Government plotting action on HA delivery
The government is quizzing housing association executives about how it can take action to help them build more homes.
Civil servants from the Cabinet Office and the Department for Communities and Local Government (DCLG) have over the last few weeks been holding confidential meetings with association figures about development.
It is part of a review to find out if associations have the capacity to deliver their existing housebuilding plans - and how government could help them build more.
Association development directors have been asked how many homes they will build by 2021 and whether they can still build their planned homes given recent policy announcements.
An email from the DCLG to development directors said: “We would also like to find out what further action government could take to help housing associations deliver.”

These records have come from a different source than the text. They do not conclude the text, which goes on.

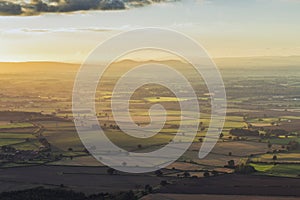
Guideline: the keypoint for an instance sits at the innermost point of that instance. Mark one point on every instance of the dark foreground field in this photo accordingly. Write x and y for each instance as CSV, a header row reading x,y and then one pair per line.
x,y
89,180
95,180
234,184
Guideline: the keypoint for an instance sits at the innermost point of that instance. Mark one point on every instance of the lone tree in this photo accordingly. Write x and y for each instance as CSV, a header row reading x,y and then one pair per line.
x,y
111,171
206,174
186,174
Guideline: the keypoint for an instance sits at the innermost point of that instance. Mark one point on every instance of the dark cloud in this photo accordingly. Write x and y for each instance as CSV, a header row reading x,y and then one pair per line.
x,y
18,7
9,8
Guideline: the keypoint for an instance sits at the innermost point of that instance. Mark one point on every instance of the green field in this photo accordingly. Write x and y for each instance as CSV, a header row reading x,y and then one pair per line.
x,y
288,170
16,125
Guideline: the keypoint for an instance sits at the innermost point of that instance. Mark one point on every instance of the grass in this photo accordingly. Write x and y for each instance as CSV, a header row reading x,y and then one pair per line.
x,y
30,145
286,170
10,141
163,99
16,125
283,141
16,136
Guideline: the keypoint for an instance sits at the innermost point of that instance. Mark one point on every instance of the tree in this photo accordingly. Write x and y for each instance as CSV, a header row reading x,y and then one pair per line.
x,y
158,173
221,135
206,174
111,171
269,145
186,174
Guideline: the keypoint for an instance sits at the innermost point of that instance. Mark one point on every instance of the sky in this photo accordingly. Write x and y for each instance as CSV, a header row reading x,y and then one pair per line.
x,y
225,28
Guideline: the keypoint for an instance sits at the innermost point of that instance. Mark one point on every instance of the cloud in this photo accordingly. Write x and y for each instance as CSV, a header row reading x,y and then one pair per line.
x,y
33,7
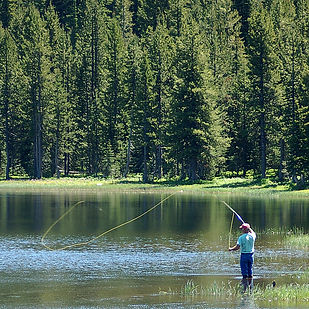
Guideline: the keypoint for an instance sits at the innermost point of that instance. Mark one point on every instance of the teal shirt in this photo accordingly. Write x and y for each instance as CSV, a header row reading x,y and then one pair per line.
x,y
246,242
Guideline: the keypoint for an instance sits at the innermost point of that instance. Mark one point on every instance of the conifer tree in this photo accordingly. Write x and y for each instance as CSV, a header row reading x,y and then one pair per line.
x,y
115,114
194,131
31,36
12,97
160,55
261,45
90,55
59,112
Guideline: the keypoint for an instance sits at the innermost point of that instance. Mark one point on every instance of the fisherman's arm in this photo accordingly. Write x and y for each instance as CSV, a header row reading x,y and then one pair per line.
x,y
235,248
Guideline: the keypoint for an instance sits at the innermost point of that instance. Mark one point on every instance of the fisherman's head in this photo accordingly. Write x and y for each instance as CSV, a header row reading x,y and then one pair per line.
x,y
245,227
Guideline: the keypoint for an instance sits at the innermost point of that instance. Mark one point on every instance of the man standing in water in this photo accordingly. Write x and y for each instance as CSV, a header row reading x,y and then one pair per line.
x,y
245,243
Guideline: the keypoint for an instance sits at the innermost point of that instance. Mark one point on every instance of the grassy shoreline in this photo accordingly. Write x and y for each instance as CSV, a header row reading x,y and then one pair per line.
x,y
239,185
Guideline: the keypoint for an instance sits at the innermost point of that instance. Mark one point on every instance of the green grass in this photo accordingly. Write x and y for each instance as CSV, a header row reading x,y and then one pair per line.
x,y
239,185
286,294
298,241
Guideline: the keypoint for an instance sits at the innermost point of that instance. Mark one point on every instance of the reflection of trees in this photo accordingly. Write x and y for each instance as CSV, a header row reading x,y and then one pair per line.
x,y
181,214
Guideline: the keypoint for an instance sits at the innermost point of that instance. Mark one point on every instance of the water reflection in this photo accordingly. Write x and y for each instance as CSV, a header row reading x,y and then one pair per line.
x,y
185,238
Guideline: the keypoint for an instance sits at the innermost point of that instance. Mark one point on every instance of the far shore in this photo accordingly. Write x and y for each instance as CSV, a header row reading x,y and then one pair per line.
x,y
236,185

The findings of the joint review by the DCLG and the Cabinet Office will not be made public and is intended to be “internal advice for the prime minister”, the email said.
Brendan Sarsfield, chief executive of Family Mosaic, said: “It feels like government is more interested in our housebuilding. They know the private sector is not going to up its output, while local authorities’ output is still slow.”

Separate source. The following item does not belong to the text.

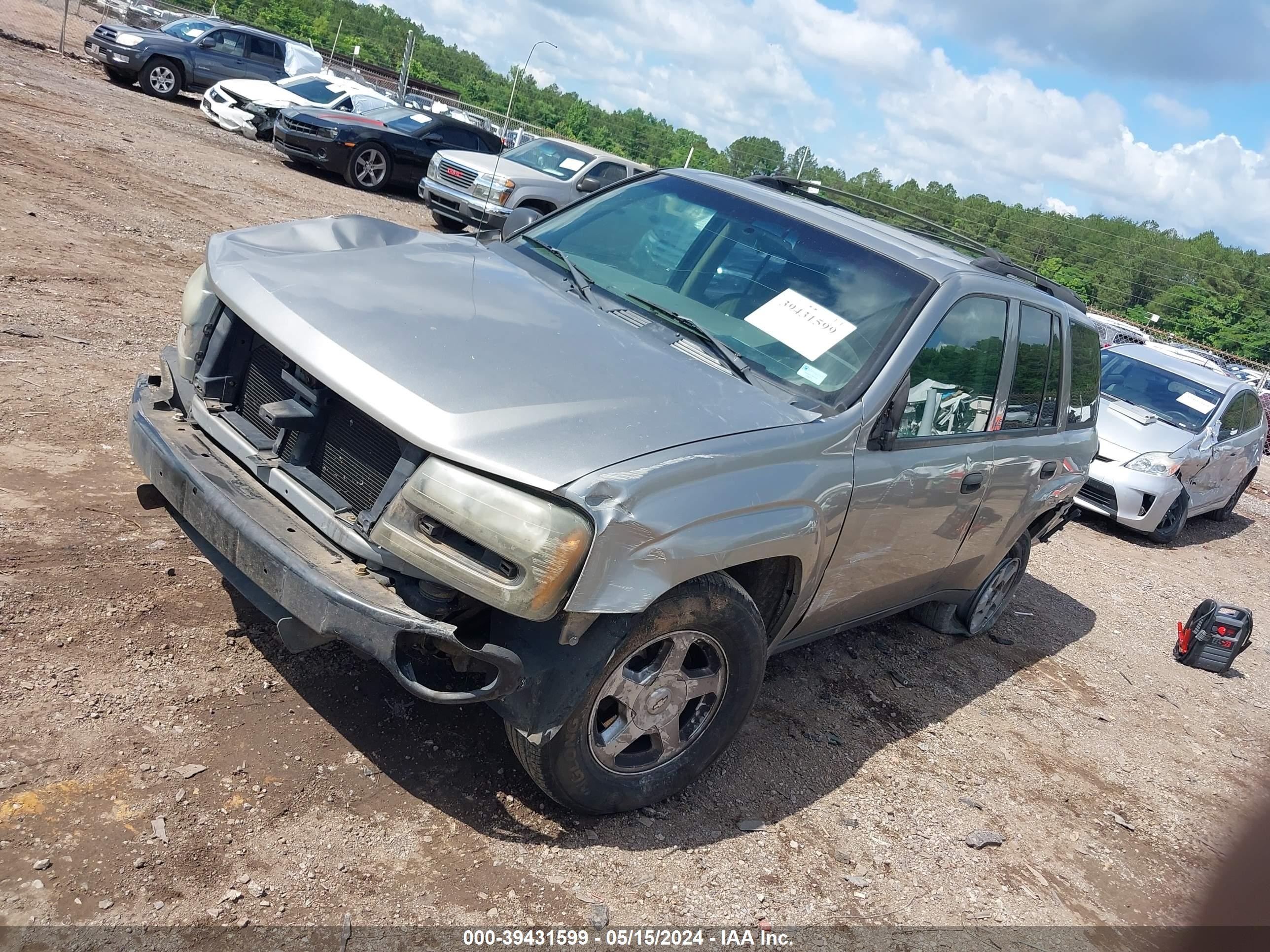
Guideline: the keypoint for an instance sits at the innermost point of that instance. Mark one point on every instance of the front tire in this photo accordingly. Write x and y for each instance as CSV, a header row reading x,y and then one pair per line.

One housing figure interviewed by the civil servants said land availability, planning, rent-setting and the ability of smaller landlords to develop were among the topics raised at his meeting with officials.
Sinéad Butters, chair of Placeshapers, said certainty over supported housing funding, clarity over councils’ policies on Starter Homes, and freedom over rent-setting would all help associations’ build more homes.

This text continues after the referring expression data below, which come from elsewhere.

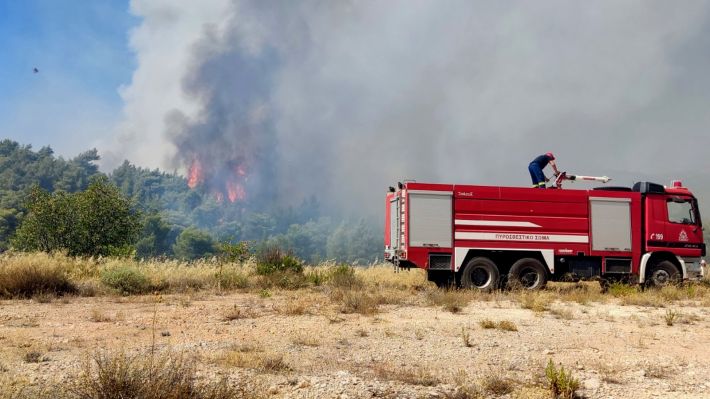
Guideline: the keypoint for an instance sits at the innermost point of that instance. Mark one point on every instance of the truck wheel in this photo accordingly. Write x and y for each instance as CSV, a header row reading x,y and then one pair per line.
x,y
528,274
480,273
662,274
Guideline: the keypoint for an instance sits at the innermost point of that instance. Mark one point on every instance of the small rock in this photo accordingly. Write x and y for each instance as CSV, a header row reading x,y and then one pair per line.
x,y
592,384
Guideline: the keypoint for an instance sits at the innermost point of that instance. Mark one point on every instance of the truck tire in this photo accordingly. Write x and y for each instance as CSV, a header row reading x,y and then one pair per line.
x,y
527,274
480,273
662,274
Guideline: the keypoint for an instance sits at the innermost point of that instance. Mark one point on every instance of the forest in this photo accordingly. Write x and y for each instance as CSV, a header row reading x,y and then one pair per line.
x,y
171,219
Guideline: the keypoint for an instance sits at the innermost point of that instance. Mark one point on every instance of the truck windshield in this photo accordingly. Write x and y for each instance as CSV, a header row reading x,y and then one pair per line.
x,y
681,211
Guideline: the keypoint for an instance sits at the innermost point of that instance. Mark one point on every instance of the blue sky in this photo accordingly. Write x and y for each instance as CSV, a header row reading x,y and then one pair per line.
x,y
81,50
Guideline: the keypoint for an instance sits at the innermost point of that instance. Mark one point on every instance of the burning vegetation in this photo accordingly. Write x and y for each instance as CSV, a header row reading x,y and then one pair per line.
x,y
223,182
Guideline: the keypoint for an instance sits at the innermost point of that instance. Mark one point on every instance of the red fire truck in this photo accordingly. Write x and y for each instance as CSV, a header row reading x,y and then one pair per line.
x,y
487,237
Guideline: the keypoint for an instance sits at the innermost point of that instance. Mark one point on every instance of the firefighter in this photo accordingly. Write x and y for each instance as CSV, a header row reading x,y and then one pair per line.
x,y
536,167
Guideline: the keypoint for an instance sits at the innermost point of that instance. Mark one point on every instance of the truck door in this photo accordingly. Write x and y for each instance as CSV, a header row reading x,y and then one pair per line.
x,y
683,232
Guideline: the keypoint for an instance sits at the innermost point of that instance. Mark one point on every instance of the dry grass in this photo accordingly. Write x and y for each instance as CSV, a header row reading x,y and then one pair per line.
x,y
412,376
100,316
164,376
360,290
496,384
504,325
305,340
28,275
252,357
562,313
537,301
453,301
466,337
236,313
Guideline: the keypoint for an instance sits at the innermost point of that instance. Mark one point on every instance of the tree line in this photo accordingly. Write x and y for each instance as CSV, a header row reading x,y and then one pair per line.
x,y
51,203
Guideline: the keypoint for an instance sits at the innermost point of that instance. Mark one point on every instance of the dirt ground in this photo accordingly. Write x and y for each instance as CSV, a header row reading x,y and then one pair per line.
x,y
294,344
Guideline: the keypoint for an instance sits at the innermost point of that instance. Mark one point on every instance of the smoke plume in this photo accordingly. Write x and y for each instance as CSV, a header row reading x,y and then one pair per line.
x,y
274,101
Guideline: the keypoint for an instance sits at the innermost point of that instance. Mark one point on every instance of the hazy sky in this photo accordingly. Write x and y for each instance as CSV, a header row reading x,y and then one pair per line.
x,y
343,98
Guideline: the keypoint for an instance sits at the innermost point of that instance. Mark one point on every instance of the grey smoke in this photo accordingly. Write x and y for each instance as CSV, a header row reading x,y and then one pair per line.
x,y
342,98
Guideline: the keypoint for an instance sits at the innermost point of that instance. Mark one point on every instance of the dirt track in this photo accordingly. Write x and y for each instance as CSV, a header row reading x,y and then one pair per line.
x,y
409,350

She said her organisation Aspire has 3,000 homes below target rent, which could generate an extra £30m over 15 years if rents could rise.
David Montague, chair of the G15 and chief executive of L&Q, also called for more freedom to set rents.
Mick Sweeney, chief executive of One Housing Group, called for the regulator’s role to be drastically reduced to that of an administrator of organisations in trouble. He argued lenders and credit agencies already carry out sufficient regulation.
The news of the review emerged days after David Orr, chief executive of the National Housing Federation, strongly defended the sector’s housebuilding record following a negative piece in The Times newspaper.
An Inside Housing survey last week revealed the 50 biggest builders have increased their pipelines by 7,000 homes since last summer.
A DCLG spokesperson said: “We are continuing to work with the sector to ensure they deliver as effectively as possible the new homes that this country needs.”